Police point to one recent incident in which as many as 70 young people, including suspected gang members, gathered in downtown Silver Spring during the July 4 weekend. Many arrived on bus or Metro, police said. Several fights broke out, and one ended with the stabbing of a teenage girl, officials said. She survived.
“I don’t want to wait until they have escalated completely out of hand,” Leggett said.
Neither Leggett’s office nor the police department could provide statistics Tuesday on recent juvenile crime trends. From 2007 until 2010, the most recent gang-data available, gang-related incidents and crimes decreased in the county each year — from 507 to 232.
But police officers on the streets report they are encountering problems with teens who hang out in public areas into the early morning hours, officials said.
“We’re seeing an uptick,” said Assistant Police Chief Wayne Jerman.
An area of prime concern is one of Montgomery’s most bustling spots on weekend nights, downtown Silver Spring, with its movie theaters, wide sidewalks and restaurants. Leaders in Silver Spring, and families who gather there, take pride in the diversity of the crowd and, for the most part, its good behavior.
But officers also say that as nights wear on, particularly past 10, the crowd changes.
“It’s challenging,” said Capt. Donald Johnson, commander of the police district in and around Silver Spring. “I often compare it with the boardwalk in Ocean City at the time of night.”
Police stressed that the curfew would be valuable in other hot spots in the county beyond Silver Spring. It would ban people younger than 18 from public places after midnight on Friday and Saturday, and after 11 p.m. on other nights. They could be back out at 5 a.m.
The legislation provides exceptions — travel to a job and emergencies, for example.
Under the proposal, youths picked up would be taken to a police station and released to a parent or guardian. Later, a court could order community service for the child. And parents could be required to take parenting classes.
In Prince George’s County, youths under 17 cannot be in public places after midnight on weekends and after 10 p.m. on other nights. In the District, youths under 17 cannot be in public places after midnight on weekends and after 11 p.m. on other nights. The cutoff extends to midnight for all nights during the summer.
Alex Porter, 16, a student at Sherwood High School in Sandy Spring who was out one recent night for dinner with a friend and his mother, said he thinks the legislation is unnecessary.

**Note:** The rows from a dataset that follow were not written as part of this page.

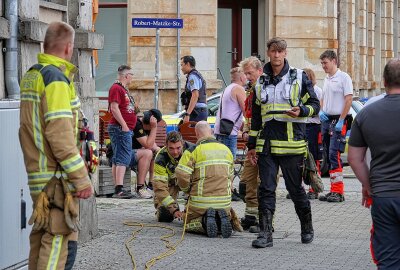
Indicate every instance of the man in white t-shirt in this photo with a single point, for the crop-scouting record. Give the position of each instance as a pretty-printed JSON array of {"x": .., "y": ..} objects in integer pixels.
[{"x": 335, "y": 105}]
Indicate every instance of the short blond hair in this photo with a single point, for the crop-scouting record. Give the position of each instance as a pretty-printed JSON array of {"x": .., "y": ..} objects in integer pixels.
[
  {"x": 250, "y": 61},
  {"x": 235, "y": 72},
  {"x": 310, "y": 75},
  {"x": 58, "y": 34}
]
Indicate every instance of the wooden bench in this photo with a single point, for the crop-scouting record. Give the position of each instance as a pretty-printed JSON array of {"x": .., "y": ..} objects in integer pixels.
[{"x": 188, "y": 132}]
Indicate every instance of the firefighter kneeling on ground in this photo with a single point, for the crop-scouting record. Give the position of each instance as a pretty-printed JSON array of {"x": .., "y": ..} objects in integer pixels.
[
  {"x": 164, "y": 184},
  {"x": 205, "y": 172}
]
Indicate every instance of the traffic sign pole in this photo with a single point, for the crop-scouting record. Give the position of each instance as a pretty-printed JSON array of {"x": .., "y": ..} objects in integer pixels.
[
  {"x": 157, "y": 75},
  {"x": 157, "y": 23}
]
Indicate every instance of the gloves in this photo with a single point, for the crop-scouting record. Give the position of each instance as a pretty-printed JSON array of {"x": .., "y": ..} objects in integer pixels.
[
  {"x": 40, "y": 215},
  {"x": 70, "y": 209},
  {"x": 339, "y": 125},
  {"x": 323, "y": 116}
]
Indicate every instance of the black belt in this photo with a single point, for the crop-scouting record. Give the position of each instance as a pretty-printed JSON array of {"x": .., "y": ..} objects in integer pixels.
[
  {"x": 334, "y": 117},
  {"x": 201, "y": 109},
  {"x": 312, "y": 124}
]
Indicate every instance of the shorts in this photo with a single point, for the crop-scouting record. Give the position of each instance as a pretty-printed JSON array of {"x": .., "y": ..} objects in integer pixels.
[
  {"x": 121, "y": 142},
  {"x": 134, "y": 160}
]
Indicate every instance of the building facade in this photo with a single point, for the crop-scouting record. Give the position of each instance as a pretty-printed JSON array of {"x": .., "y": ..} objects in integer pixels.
[
  {"x": 23, "y": 25},
  {"x": 219, "y": 33}
]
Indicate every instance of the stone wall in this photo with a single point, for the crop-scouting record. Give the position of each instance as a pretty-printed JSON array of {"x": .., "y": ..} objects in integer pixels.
[
  {"x": 365, "y": 34},
  {"x": 34, "y": 15}
]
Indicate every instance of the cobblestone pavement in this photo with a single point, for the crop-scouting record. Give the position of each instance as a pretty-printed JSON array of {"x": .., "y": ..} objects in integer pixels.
[{"x": 341, "y": 238}]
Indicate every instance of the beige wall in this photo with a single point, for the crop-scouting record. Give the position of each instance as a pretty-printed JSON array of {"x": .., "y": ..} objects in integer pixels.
[
  {"x": 198, "y": 38},
  {"x": 363, "y": 35}
]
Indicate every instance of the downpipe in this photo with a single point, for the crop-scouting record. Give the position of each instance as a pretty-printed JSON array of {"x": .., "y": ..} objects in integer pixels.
[{"x": 11, "y": 50}]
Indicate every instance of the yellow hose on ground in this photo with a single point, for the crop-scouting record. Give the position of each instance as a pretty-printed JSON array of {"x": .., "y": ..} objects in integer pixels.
[{"x": 171, "y": 248}]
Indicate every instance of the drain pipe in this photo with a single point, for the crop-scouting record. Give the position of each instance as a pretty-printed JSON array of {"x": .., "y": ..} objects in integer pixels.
[
  {"x": 178, "y": 58},
  {"x": 11, "y": 50}
]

He and his friends, he said, don’t wander the streets at night or get involved in fights.
The curfew is “not like a bad idea, and I understand the motivation, but I still think it should stay within the family,” Porter said. But, he admitted, “I know there’re people at my school who will do things like that.”
Most kids well-behaved
Council member Marc Elrich (D-At Large) said he wants to study the idea further.
“Curfews are tough, because 99 percent of kids don’t do anything wrong,” Elrich said, but added, “The last thing we need is Silver Spring or Wheaton getting a reputation as a place where gangs hang out.”

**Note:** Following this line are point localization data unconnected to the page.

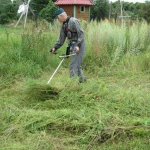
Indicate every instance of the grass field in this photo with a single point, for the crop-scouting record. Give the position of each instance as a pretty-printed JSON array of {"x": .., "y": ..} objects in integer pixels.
[{"x": 111, "y": 111}]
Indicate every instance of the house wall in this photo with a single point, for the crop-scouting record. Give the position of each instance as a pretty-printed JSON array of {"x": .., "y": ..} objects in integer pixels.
[
  {"x": 82, "y": 15},
  {"x": 69, "y": 9}
]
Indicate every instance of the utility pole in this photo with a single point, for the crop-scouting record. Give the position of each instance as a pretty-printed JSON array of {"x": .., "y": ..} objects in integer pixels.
[
  {"x": 121, "y": 10},
  {"x": 110, "y": 9}
]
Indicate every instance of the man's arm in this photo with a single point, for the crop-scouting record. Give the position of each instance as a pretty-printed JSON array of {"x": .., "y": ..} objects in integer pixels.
[{"x": 61, "y": 39}]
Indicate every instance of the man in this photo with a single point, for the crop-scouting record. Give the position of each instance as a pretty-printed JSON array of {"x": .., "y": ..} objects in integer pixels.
[{"x": 71, "y": 29}]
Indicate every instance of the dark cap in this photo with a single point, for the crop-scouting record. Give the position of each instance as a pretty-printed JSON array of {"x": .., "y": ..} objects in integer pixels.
[{"x": 59, "y": 11}]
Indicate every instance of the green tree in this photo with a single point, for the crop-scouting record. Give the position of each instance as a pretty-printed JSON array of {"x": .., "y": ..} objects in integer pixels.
[
  {"x": 100, "y": 9},
  {"x": 38, "y": 5},
  {"x": 144, "y": 12},
  {"x": 48, "y": 13},
  {"x": 8, "y": 11}
]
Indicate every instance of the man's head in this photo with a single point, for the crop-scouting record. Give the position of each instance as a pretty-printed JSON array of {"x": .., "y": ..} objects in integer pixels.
[{"x": 61, "y": 15}]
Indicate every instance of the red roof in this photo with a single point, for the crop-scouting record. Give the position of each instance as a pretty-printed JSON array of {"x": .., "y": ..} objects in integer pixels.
[{"x": 74, "y": 2}]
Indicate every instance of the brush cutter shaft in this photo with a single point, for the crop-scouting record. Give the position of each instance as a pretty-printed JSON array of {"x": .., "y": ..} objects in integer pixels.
[
  {"x": 65, "y": 56},
  {"x": 55, "y": 71}
]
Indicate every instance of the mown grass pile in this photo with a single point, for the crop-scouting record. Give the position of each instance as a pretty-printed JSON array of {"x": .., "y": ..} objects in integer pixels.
[{"x": 110, "y": 111}]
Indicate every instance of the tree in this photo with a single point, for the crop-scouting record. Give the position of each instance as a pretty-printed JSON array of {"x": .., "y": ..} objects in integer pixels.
[
  {"x": 100, "y": 10},
  {"x": 7, "y": 11},
  {"x": 144, "y": 12},
  {"x": 48, "y": 13}
]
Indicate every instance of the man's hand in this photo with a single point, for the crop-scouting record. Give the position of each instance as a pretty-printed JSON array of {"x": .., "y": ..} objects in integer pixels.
[
  {"x": 53, "y": 51},
  {"x": 76, "y": 49}
]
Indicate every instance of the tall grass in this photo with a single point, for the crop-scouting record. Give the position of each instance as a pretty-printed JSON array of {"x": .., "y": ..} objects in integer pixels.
[
  {"x": 110, "y": 111},
  {"x": 109, "y": 43}
]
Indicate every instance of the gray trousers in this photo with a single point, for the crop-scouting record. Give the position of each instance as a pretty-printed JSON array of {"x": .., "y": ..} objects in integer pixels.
[{"x": 76, "y": 61}]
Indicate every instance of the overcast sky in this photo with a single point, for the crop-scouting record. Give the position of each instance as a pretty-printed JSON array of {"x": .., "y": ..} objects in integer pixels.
[{"x": 140, "y": 1}]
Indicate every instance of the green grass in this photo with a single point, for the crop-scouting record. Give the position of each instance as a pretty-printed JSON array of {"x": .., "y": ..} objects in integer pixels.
[{"x": 109, "y": 112}]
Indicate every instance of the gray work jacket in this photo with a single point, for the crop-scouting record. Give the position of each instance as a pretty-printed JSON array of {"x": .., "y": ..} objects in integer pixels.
[{"x": 73, "y": 26}]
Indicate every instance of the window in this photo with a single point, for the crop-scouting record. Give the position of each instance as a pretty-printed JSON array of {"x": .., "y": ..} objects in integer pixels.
[{"x": 82, "y": 9}]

Montgomery County Council President Valerie Ervin (D-Silver Spring) introduced the curfew legislation Tuesday at Leggett’s request. She said that the council would study whether the curfew should be applied throughout the county and, if so, how. If a county curfew is passed, for example, the jurisdictions of Rockville and Gaithersburg might have to implement similar legislation to avoid being curfew-free zones.
Given the time needed to study the measure, a curfew probably would not go into effect until at least September, council members said.
Teenagers and young adults interviewed in Silver Spring and Bethesda over the past two days expressed divergent opinions.
Elisabeth Cass, 20, who was at the food court at the Westfield Montgomery Shopping Mall in Bethesda on Tuesday afternoon, said a curfew would have a “tremendous” effect in the area. When she was younger, Cass said, she and her friends partied at night, and some of them drank until they blacked out.
“I was a crazy high school kid, but I’m not in high school anymore,” Cass said.
Also at the food court was Shaine Cohen, 13, and a friend, who described themselves as “nocturnal” and questioned the wisdom of the curfew. At sleepovers, they said, they sometimes get bored and walk outside late at night.
“Maybe I can’t go to sleep, so I walk around,” Cohen said.